On February 16, 1954, the Boroughs of Mauch Chunk and East Mauch Chunk entered into an agreement to hold a referendum on May 18, 1954, to determine if the boroughs should be consolidated as the Borough of Jim Thorpe. The referendum was approved by wide margins, with voters in the Borough of Mauch Chunk voting 1026 in favor to 90 against, and the Borough of East Mauch Chunk voting 1179 in favor to 109 against. As of January 3, 1955, the two boroughs were united.

==Geography==
The neighborhood is located along the eastern left bank of the Lehigh River on the opposite bank from the Jim Thorpe business district. Situated on a gently rising slope of Bear Mountain, and its street grid is arrayed along either side of PA 903 which proceeds almost due northeast roughly parallel to the south-facing escarpment of Bear Mountain to connect with Albrightsville and originates across the bridge joining the neighborhood with Jim Thorpe's business district and Tees into US 209. By the 1790s, the area above the Lehigh Gap was being regularly penetrated by pioneers, and logging companies, in the face of the developing energy crisis, began small scale operations. Sitting to south of the dominant height of Broad Mountain across the Lehigh from where the Nesquehoning Creek crashes into the Lehigh in direct opposition, their confluence skews off at right angles to both in a wide mile long 'slack water pool' that sits between railyards on both banks and was the historic divide between the Mauch Chunk sides. Today's town, Jim Thorpe consisting of both halves is joined by a bridge, which was not so in the earliest days.

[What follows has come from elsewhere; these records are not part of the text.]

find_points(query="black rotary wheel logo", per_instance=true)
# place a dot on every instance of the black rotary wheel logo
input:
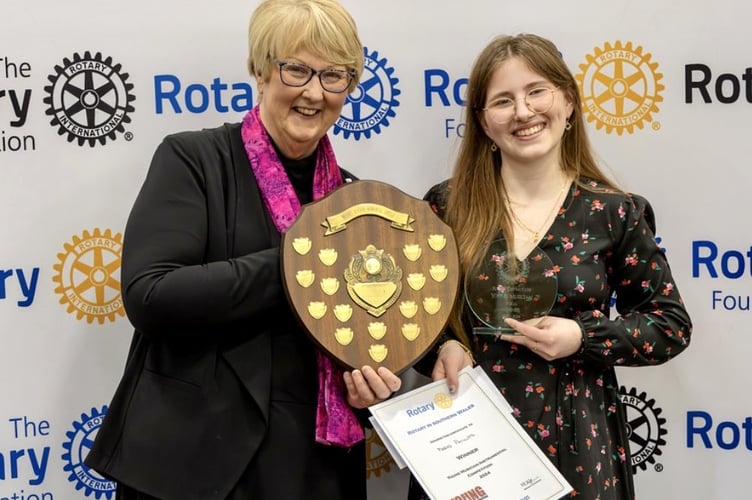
(645, 428)
(89, 99)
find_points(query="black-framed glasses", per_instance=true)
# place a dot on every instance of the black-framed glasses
(295, 74)
(537, 100)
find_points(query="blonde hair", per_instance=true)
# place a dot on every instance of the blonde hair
(476, 210)
(279, 28)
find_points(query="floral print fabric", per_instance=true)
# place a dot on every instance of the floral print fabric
(601, 242)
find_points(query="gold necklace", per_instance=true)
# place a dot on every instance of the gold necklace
(536, 233)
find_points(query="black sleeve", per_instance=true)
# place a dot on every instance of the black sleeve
(171, 283)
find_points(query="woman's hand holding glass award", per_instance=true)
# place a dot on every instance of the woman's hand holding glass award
(503, 286)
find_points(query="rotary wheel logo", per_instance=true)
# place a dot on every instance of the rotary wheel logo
(378, 459)
(620, 88)
(88, 276)
(77, 447)
(644, 428)
(372, 103)
(89, 99)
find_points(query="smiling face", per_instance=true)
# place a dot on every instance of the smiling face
(528, 136)
(298, 117)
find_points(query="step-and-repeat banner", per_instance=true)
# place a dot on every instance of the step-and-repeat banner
(667, 88)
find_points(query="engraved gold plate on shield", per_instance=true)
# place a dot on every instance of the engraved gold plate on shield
(372, 274)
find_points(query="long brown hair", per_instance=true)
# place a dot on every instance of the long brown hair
(476, 210)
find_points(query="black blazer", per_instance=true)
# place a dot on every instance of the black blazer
(201, 284)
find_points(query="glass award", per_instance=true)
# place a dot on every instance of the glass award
(503, 286)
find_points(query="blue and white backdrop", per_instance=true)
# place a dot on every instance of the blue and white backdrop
(668, 93)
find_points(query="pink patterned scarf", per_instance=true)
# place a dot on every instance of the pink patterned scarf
(336, 423)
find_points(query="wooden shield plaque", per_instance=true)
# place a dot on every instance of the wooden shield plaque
(372, 274)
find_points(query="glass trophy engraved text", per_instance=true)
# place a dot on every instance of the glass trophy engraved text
(503, 286)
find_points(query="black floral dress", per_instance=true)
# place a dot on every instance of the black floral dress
(601, 243)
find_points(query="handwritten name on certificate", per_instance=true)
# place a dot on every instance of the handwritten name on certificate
(466, 446)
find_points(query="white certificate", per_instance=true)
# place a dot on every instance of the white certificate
(466, 446)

East Mauch Chunk had a bridge crossing the Lehigh Gorge above the railroad tracks of the Beaver Meadow Railroad, Lehigh Valley Railroad, and the Lehigh & Susquehanna Railroad giving access to the resort Inn above the picturesque Glen Onoko Falls. The land of East Mauch Chunk above the cut bank of the river floodplain slopes gradually up and away to the northeast from the river, and homeowners have a beautiful view supporting the region's nickname.

East Mauch Chunk was occupied first by European pioneering employees of the Lehigh Coal Mine Company in the early 1790s as a logging camp supporting the building of coal arks on the bank below and after Lausanne was settled, such crews timbering and boat building stayed at the Landing Tavern (and Inn) across the river along the Lausanne-Nescopeck Turnpike toll house at Lausanne Landing, then in 1818 became suburb of the Lehigh Coal & Navigation Company's fast growing activities, then found active growth as a railroad company town servicing the left bank rail yards of the Beaver Creek Railroad and Mining Company, then the successor Lehigh Valley Railroad founded in the 1870s.

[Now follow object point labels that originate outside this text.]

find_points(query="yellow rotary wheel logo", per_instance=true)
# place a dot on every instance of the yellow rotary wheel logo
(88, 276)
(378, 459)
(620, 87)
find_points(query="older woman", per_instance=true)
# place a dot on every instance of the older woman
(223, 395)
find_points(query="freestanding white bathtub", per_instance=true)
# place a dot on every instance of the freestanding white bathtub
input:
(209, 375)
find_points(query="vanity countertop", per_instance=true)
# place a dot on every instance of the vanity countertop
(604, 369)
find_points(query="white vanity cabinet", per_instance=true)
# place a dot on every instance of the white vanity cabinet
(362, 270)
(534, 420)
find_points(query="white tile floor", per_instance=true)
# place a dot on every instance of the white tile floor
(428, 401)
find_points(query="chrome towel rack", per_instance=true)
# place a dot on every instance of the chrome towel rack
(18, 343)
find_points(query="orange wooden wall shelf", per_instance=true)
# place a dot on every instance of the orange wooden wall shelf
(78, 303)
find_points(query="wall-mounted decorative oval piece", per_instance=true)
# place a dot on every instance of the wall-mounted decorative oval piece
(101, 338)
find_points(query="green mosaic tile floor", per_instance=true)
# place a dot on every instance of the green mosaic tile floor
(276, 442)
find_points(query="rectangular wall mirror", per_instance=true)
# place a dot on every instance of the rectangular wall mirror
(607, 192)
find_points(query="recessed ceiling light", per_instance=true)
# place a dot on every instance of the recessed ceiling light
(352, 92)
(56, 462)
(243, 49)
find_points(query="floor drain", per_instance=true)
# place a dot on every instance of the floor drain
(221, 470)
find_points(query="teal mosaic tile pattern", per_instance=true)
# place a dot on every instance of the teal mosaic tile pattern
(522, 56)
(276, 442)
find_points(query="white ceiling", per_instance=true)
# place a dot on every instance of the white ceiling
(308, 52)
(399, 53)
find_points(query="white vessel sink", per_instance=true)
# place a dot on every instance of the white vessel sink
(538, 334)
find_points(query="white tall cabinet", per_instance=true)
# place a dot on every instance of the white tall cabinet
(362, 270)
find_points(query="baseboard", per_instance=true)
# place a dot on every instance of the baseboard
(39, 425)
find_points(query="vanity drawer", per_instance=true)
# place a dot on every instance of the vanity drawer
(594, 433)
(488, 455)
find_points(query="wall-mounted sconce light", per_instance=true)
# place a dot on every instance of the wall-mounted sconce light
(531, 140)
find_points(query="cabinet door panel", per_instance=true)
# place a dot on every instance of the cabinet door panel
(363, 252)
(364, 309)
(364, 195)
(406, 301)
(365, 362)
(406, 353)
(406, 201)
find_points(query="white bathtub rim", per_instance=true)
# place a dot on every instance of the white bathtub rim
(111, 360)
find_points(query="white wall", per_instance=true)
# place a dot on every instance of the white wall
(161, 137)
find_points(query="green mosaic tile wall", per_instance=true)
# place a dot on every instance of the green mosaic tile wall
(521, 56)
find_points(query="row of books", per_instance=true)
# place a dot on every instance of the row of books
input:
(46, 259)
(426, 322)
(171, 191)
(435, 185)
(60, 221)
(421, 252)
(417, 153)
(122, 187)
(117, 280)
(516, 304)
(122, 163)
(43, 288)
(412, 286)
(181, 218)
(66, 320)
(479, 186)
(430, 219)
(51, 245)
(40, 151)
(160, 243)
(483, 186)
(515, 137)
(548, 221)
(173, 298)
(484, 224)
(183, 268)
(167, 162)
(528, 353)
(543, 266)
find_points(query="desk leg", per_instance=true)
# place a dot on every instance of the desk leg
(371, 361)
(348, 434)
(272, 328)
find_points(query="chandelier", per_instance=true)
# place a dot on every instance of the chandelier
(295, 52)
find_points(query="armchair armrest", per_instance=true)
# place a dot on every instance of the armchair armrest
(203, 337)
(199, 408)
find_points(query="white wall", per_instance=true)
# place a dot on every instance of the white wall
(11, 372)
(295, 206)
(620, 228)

Today the village is primarily a bedroom community and also a tourist waypoint as the southern entrance to Lehigh Gorge State Park; among other traffic, white water rafting and water sports sporting companies shuttle tourists into and through the community. The Norfolk Southern Railroad and Reading Blue Mountain and Northern Railroads still utilize the rail yard along the foot of Bear Mountain which towers above the town to the east and south. Mount Pisgah towering above Mauch Chunk Creek through the town's business district, as it splits into Pisgah Ridge and Nesquehoning Mountain and the flanking ridgelines of Mahoning Mountain to the south and Broad Mountain to the north are all seen nearly end on from East Mauch Chunk, making for a scenic vista in nearly any direction.